Short sellers have been busy preparing for a decline in the market. According to the latest short interest report, aggregate short interest on the S&P 500 component companies has increased by 2.4%. That might not sound like much, but that increase registers as one of the largest moves in the past six months.
The increase in shorts suggests that the market may continue to buck the normally negative seasonality that comes as the calendar changes to the month of June and the market climbs the “Wall of Worry.”
We have filtered through the technical and short interest trends of the S&P 500 companies to find potential short squeeze stocks. These are the stocks that show the highest probability of seeing the shorts press stock prices higher as they are forced to close losing positions.
As usual, we like to profile three companies that stand out from our models’ perspective as short squeeze stock candidates. So here’s a look at the three best opportunities we see right now.
Short Squeeze Stocks to Buy: Verisign (VRSN)
Verisign, Inc. (NASDAQ:VRSN) shares saw a tepid reaction to their earnings news last quarter as the outlook for the stock wasn’t as exciting as investors had hoped. Since then, VRSN has been trading in a relatively tight range outlined by $90 and $91.50.
Short sellers have increased their positions slightly, resulting in a short interest ratio of 16.2. This is in the top 1% of short interest ratios within the S&P 500.
The fact that short sellers are betting against a company that is up roughly 19% year-to-date and is in one of the stronger performing sectors puts Verisign right on top of the list of stocks to benefit from a short covering rally.
Look for a move above $92 to send the shorts into the market to cover their losing bets on VRSN, which will help this short squeeze stock target a range between $97.50 and $100.
Short Squeeze Stocks to Buy: Garmin (GRMN)
Another stock that got no love from a good earnings report is Garmin Ltd. (NASDAQ:GRMN). Since their report in April, the stock has been range-bound between $51 and $53 as traders have been backing off the stock.
In Garmin’s case, we’re watching the technical picture closely as GRMN is getting ready to benefit from rising support. The 50- and 100-day moving averages are ascending and creeping up to $51. This should add a technical catalyst to break the stock higher.
We’ve seen some analyst activity of late that should help Garmin stock. After earnings, a number of firms began raining targets on this underloved stock. We expect additional activity on this front, which will help to spark buying.
A break above $53 will likely act as the catalyst for the next short covering rally on Garmin stock. In fact, our models target the covering rally to elevate this short squeeze stock to the $56-$58 range.
Short Squeeze Stocks to Buy: Cintas Corporation (CTAS)

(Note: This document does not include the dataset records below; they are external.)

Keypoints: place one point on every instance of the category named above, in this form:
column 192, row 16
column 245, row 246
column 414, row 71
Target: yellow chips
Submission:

The jobs market is still showing signs of expansion and businesses are growing. This is good for companies like Cintas Corporation (NASDAQ:CTAS) that provide a variety of services from uniforms to industrial products that make companies run.
The stock saw a nice rally after its latest earnings report, which was followed almost immediately by a “sell the news” selloff to support at the Cintas’ 100-day moving average.
Short sellers have been closing their positions in CTAS, but the stock’s short interest ratio still registers a 9.4, well within the range of readings that our models designate as bullish with the potential of a covering rally.
We just saw the stock move back above its 50-day moving average within the last week. This trendline is also moving higher, which our models designate as bullish. The move above this trendline and a break above $126 should combine for the next round of short covering to push Cintas stock higher.
We’re expecting to see the covering rally push shares of CTAS above $130. For this reason, it would be a good idea to keep an eye on this, as it is one of the most promising short squeeze stocks to buy.
As of this writing, Johnson Research Group did not hold a position in any of the aforementioned securities.